Para llegar al punto de inicio, desde Alginet seguiríamos la A-7 hacia La Alcudia y allí tomaríamos la salida 373 para coger la CV-50 que nos llevaría a Alcira y Tavernes de Valldigna. Allí tomaríamos la N-332 y A-38 e iríamos en dirección a Gandía y Oliva para salirnos en Ondara y seguir por la CV-731 Orba – Benidoleig y pasaríamos por Orba, Fleix y Benimaurell, donde aparcaríamos.



Esta ruta se suele empezar en Fleix pero, aparte de que se hace un pequeño tramo de ida y vuelta, a nosotros nos interesaba aparcar cerca del bonito lavadero de  Benimaurell, que normalmente tiene agua, fuente y varias mesas y así aprovecharíamos para comer allí.
Comenzaríamos a caminar en dirección a Fleix y antes de llegar al pueblo visitaríamos el lavadero y su fuente, que últimamente suelen estar secos.
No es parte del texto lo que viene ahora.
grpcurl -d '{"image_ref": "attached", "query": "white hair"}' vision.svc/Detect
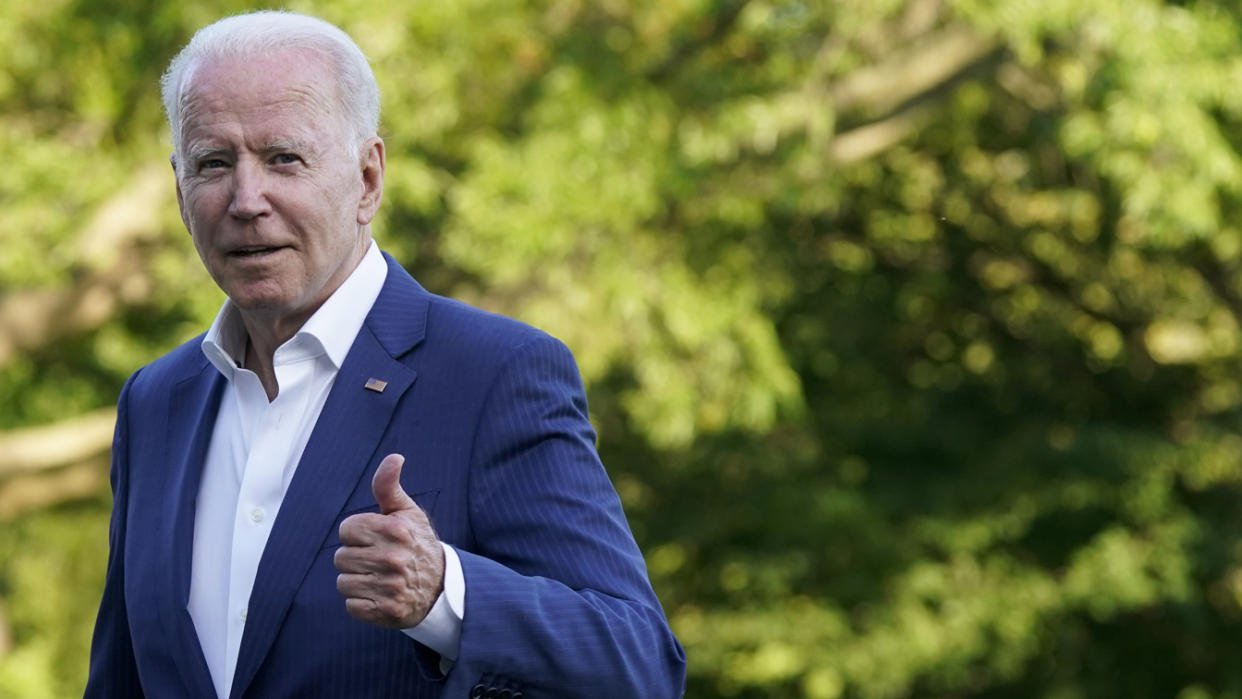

Volveríamos un  poco sobre nuestros pasos y comenzaríamos a bajar el primer tramo de escalones. Haríamos la ruta marcada con sus constantes subidas y bajadas, pasando por el Forat y varias fuentes y cruzaríamos en dos ocasiones el Barranc de l’Infern. Menos la fuente del lavadero de Fleix, las otras suelen tener agua para refrescarse. Y si alguno tiene curiosidad y empeño podría ir contando los escalones.
Es de gran interés echarle un vistazo a este artículo de El País, al que se hace referencia en la página de linkalicante.com, donde se describe el momento de la expulsión de los moriscos de esta zona titulado LA MASACRE DEL CAVALL VERD, ya que en esta zona se produjo la última batalla: Artículo de El País.

Así entra uno en ambiente y se traslada mentalmente a aquella época.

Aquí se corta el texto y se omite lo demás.